戦後、孔明は驚異のはやさで国力を回復させ、十四万の軍で出陣する。 司馬懿は三十五万の兵で五丈原
に陣を構えた蜀軍に対峙する。 膠着が一ヶ月を過ぎたころ、孔明は魏の陣に軍使を送り「五丈原より西は
蜀の領土である」と宣言する。 さらに姜維をはじめとした五万の兵を雍州西部に進軍させる。 司馬懿は、
三十万の軍で九万の蜀軍を攻めるが、魏延、王平を主力とした九万の蜀軍に潰走させられる。 司馬懿は、
再び守りを固めるが、若い将軍たちの主戦論が強く、軍議でやむなく出撃を宣言する。 しかし、その直後、
曹叡から「孔明と戦ってはならない」と勅命が届き、司馬懿は胸をなでおろす。 孔明は雍州西部の制圧、
さらには、長安侵攻を視界に入れ始めるが、病はその時を与えず、最期のときを迎える、、、、、、。

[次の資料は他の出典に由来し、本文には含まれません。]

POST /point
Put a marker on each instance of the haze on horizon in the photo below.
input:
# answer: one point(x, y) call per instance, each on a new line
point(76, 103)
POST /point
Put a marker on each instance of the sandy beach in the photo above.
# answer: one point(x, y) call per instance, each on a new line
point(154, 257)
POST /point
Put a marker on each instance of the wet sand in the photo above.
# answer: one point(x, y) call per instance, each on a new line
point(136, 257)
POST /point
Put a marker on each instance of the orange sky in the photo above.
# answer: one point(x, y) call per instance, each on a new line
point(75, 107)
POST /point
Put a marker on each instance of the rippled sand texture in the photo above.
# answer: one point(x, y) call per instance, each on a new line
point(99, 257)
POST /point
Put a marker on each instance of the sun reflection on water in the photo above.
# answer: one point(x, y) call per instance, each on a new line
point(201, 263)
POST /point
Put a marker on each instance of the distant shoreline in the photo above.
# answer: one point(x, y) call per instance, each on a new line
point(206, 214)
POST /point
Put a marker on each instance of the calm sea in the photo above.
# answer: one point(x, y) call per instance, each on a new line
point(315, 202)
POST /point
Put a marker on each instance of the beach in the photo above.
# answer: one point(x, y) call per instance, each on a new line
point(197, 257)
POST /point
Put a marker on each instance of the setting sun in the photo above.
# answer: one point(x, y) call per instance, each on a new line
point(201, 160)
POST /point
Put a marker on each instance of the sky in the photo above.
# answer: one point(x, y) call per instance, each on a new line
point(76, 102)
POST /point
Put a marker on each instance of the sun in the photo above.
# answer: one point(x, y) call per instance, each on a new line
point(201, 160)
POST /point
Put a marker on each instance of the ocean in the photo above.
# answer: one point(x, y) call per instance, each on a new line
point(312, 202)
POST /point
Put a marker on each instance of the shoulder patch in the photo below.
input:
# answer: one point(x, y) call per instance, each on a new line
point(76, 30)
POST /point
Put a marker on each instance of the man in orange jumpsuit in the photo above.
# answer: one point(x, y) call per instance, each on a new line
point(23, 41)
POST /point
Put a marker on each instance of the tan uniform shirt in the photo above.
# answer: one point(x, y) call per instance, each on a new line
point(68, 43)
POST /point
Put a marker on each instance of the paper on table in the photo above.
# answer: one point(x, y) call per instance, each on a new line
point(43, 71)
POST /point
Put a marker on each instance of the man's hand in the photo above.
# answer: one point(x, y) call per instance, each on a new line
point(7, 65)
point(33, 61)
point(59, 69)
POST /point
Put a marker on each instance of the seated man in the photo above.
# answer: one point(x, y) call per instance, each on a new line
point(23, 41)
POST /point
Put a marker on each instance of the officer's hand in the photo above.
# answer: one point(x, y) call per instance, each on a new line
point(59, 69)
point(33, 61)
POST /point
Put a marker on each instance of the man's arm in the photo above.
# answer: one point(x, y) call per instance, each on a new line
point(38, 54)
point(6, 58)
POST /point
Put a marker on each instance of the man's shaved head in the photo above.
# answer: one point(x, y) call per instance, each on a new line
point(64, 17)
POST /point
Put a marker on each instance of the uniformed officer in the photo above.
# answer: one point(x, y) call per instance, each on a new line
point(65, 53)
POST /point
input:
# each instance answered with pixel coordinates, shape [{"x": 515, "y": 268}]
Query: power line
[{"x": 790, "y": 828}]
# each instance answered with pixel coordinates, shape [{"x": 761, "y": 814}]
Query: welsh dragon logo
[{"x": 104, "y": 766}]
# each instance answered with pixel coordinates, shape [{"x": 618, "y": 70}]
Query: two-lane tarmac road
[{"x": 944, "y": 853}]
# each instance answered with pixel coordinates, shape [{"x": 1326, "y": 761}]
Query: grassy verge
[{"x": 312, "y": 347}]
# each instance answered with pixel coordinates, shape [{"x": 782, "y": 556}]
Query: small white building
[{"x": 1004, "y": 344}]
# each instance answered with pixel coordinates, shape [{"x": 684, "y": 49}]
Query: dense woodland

中身の濃い全十三巻を読了。 やはり、曹操、孫権、周瑜、劉備、孔明、、、男たちが見果てぬ夢を追いかける
も、勝者なき戦いであったという感想。 物語終盤、山の民になった馬超、孔明との邂逅をはたす爰京のエピ
ソードを効果的に挿入し、天下をめざすこととは違う次元で生きる人生を描いたことも印象的だった。